# Nothing fits!!!!



## Wind

I am so far beyond frustrated. I am only 12 weeks and NOTHING fits. I have one pair of pants and two shirts that sort of work. The rest of my wardrobe is completely useless. I don't think maternity clothes would fit yet, the rubber band trick isn't working, and I don't want to buy clothes that will only fit for a couple of weeks. ARGH!!!!!!!!! I feel like a cow. :cry:


----------



## MrsG-L

I have lived in leggings since about 16 weeks, even wore them to work - so comfy x


----------



## CHILLbilly

Do you have any second hand stores? Or find someone online selling old mat clothes?
I am living in my track pants and am only 7 weeks......
if I have to go out in public i have low rise jeans that i let my bloated belly hang over......
Good luck hope and remebr you can always sell what you buy now and cant use later......


----------



## seoj

Don't worry hun... my regular clothes were all too uncomfy to wear at 12wks... I just broke down and bought maternity pants, and let me tell you, they are SO COMFY!!!!! LOVE THEM! lol. And really- just think of it this way... the sooner you buy them the more you get to use them :) We only get to wear them for so long anyway, so less "wasted money" this way! lol. 

I even tried the 'belly band'- but by the end of the day, with my pants unzipped, the buttons and seams would dig in and leave marks... and not as comfy when I would sit as my tummy was jut poochy enough to make it uncomfortable. 

No worries my dear... just enjoy buying maternity clothes! You earned it!!! :hugs:


----------



## palange

I was 8 weeks when I couldn't get into my normal clothes anymore and started to buy maternity dresses which worked - although for a younger crowd, I bought them from new look and still wear them - trousers/leggings have always been a problem for me cos i have small legs but I found some on asda website which is good and there likely to last for the few weeks I've got left.
Some people just start to expand quicker than others.


----------



## Fallen Angel

Hey hon, don't get upset about it - embrace it.

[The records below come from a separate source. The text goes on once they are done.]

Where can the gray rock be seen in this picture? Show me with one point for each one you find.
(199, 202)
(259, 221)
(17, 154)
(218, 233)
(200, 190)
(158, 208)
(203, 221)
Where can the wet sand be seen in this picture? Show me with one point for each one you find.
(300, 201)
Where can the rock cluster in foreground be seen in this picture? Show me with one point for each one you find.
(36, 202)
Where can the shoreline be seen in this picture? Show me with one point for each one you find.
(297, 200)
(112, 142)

I've been in maternity clothes since before 12 weeks as I couldn't stand normal things touching my tummy, so went for over bump jeans and leggings straight away.

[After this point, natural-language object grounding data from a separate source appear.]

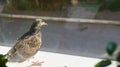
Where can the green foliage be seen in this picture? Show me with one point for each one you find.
(3, 61)
(111, 47)
(103, 63)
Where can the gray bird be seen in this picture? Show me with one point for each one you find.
(28, 44)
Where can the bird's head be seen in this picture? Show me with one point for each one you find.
(38, 24)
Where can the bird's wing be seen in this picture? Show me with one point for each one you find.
(26, 47)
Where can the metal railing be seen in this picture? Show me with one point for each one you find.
(77, 20)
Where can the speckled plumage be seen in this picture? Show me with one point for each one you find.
(27, 45)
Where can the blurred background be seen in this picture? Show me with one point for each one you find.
(81, 39)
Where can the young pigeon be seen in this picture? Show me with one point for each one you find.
(28, 44)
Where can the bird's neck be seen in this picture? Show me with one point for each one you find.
(34, 31)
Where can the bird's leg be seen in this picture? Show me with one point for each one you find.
(37, 63)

Treat yourself and try and not worry about it - that's your little babba growing away in there :) :cloud9:


----------



## nessie01

i have only been in leggings for weeks.........stopped my jean wearing about 4 weeks ago...they just to tight and uncomfortable...........im going to buy some materinity jeans and a couple of tops. i have my 40th in 2 weekends so going to buy a dress that is flowly so i can still wear it after baby...........oh yoga pants are great to wear too...


----------



## cakey

Aww bless you babes.i couldn't believe that most of my clothes became soooo uncomfortable so quickly! I searched Ebay and bought a bundle of maternity clothes my own size+the next size up--Bargain! 
Hope you get something sorted and feel better soon. (((((Hugs))))


----------



## Mizze

Totally normal hun. These were a godsend for months especially at work. Have worn them post pregnany too.

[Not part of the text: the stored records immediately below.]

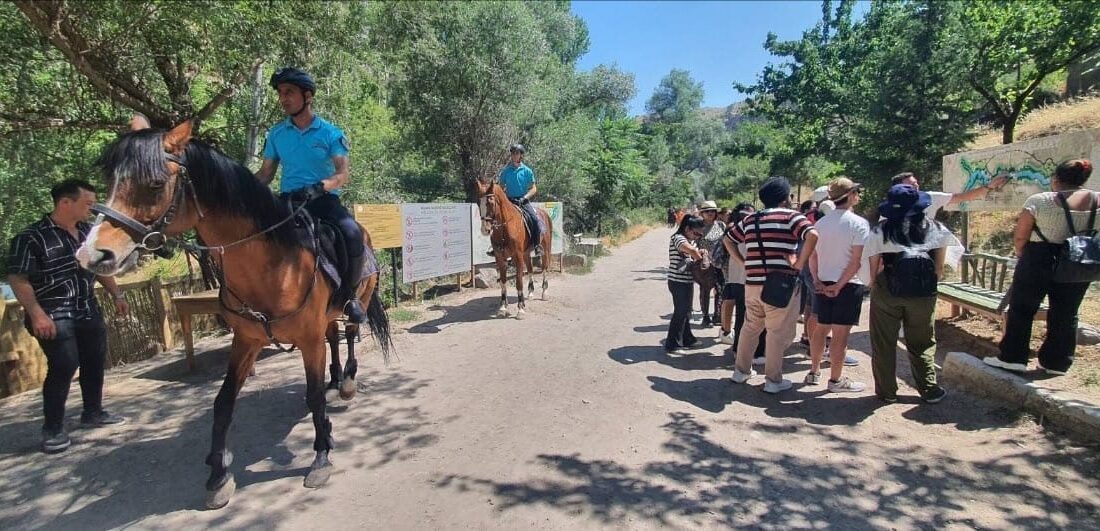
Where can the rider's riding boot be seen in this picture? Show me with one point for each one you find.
(354, 273)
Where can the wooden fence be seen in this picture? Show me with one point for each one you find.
(152, 328)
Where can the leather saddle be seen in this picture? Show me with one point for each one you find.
(531, 222)
(325, 241)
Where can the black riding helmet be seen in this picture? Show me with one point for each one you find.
(293, 76)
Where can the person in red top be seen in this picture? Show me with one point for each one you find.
(771, 239)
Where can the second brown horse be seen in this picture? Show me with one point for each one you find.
(506, 227)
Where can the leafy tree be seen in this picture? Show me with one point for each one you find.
(618, 176)
(1012, 47)
(468, 79)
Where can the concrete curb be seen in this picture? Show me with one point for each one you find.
(970, 374)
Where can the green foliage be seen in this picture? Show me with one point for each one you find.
(1011, 47)
(617, 174)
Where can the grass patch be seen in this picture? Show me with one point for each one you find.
(402, 314)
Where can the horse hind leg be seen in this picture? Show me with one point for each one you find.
(332, 336)
(521, 312)
(348, 387)
(546, 265)
(502, 269)
(220, 485)
(321, 468)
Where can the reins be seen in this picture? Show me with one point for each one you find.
(153, 239)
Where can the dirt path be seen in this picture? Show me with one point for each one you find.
(572, 418)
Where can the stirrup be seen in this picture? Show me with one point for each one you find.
(354, 311)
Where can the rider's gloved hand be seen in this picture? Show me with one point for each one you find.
(316, 191)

https://www.newlook.com/shop/womens/maternity/maternity-2pk-bump-bands_213129899

Mizze x


----------



## robinator

I had to undo the button of my jeans today......relief! A friend gave me a bag of maternity clothes a few weeks ago; about the start rooting through it for pants.


----------



## Sherileigh

I'm sure the maternity pants would fit you, as long as they're your size. I've been wearing mine for a few weeks now and it's SO much more comfortable!!


----------



## Ros40

Jeggings...the pregnant womans answer to comfort :)


----------



## 3rdTimesCharm

this is my 3rd & I am just now starting to not be able to fit in my clothes. I am going to go to this store called Once Upon A child. they have maternity clothes for cheap. I have already given away all of my maternity clothes since we were "done"... Has anyone ever looked or bought off of Ebay? I am 6ft tall so it is very hard for me to find pants long enough for the winter months but I have been looking around & everything I like or find is so expensive.


----------



## knitbit

I've been loving leggings under shorter dresses. Got some maternity leggings and they are so much more comfortable. Might as well get into maternity, I figure we aren't wearing them that long and might as well get our money's worth.


----------